Dr Martin Daly, chairman of the IMO's GP committee, says he is not specifically directing any criticism at Touchstone's "very well developed business model". He says the IMO does not tell its 2,000-plus GP members how to "micro-manage" their practices.
But he suggests that rather than allow private companies to build such medical centres, the State should give GPs tax concessions to improve their premises and practices.
GPs, who have traditionally provided their own premises, find it difficult to invest in their premises and to improve them under "the current fee structure", Daly says.
"We feel the value of any such development should be to provide a modern premises and stream of income into the future to maintain the premises."
The value of GPs in any commercial enterprise should, he says, be maximised by continued investment in the practice from that enterprise.
Daly also says there must be clear safeguards and ethical guidelines to ensure the role of the prescriber and the dispenser of medication remain clearly defined and separate.
The primary concern of the Irish Pharmaceutical Union (IPU) is that, where Touchstone builds a centre on a greenfield site outside a town or village, that its own pharmacy will "literally corner the market" because of its location.

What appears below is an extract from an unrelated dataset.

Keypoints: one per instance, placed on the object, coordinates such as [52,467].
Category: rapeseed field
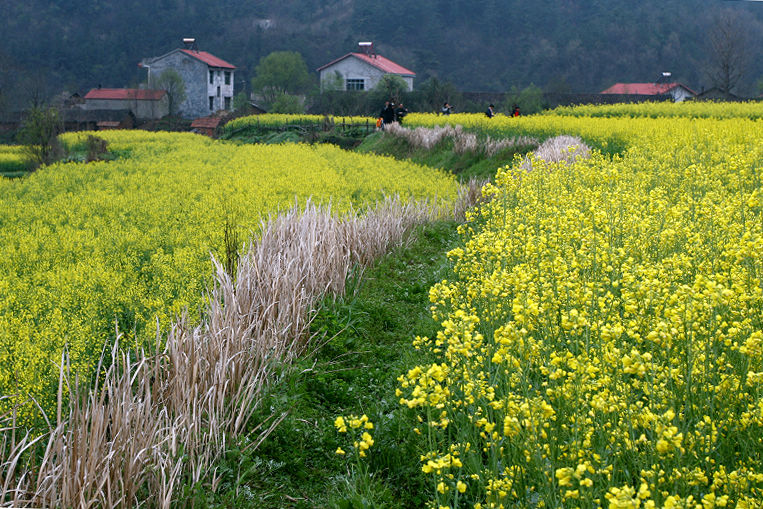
[89,248]
[601,341]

This would, says IPU general secretary Seamus Feely, force out other pharmacists in the area.
"I think Touchstone would acknowledge privately that there are issues about the network of pharmacies and how they will survive into the future," he says. Feely makes the point that many people want to visit a pharmacy, even for advice, without ever needing to see a GP. "Patients will only lose out," he says.
In addition, the IPU says the presence of pharmacies in health centres "runs counter to the recommendations of the Government's own Pharmacy Review Group and its Primary Health Strategy".
"Are we seeking to increase the rate at which people buy primary care services?" Hoban asks. "Absolutely we are. Why? Because if people use a hell of a lot more primary care services in this country earlier in a disease state, we would not have one of the lowest longevities in Europe, one of the highest morbidity rates for a Caucasian population and untold misery in communities like this because of the absence of those services.
"Left alone, neither the State nor the existing delivery system can generate this kind of innovation and we feel that's our unique role."
On the surface, there does not seem to be a reason why anyone would object to the construction of state-of-the-art medical centres in up to 60 towns and villages, regardless of who funds them.
Although Hoban says no one who objects to the Touchstone model has been able to give him a precise reason why there is anything wrong with it, the underlying concern perhaps goes something like this: that the raison d'etre of such centres might ultimately be profitability rather than the health of the community and that their success or failure will come to be determined by that profitability.
Objectors claim the business model may mean, for patients - or "consumers" of healthcare, as Hoban calls them - less rather than more choice.
In the week that was in it, doing the sums was irresistible. The Riverside centre was built for €6.8 million. So, in very simple terms, the €150 million spent by the State on the failed PPARS system could have built 22 such clinics.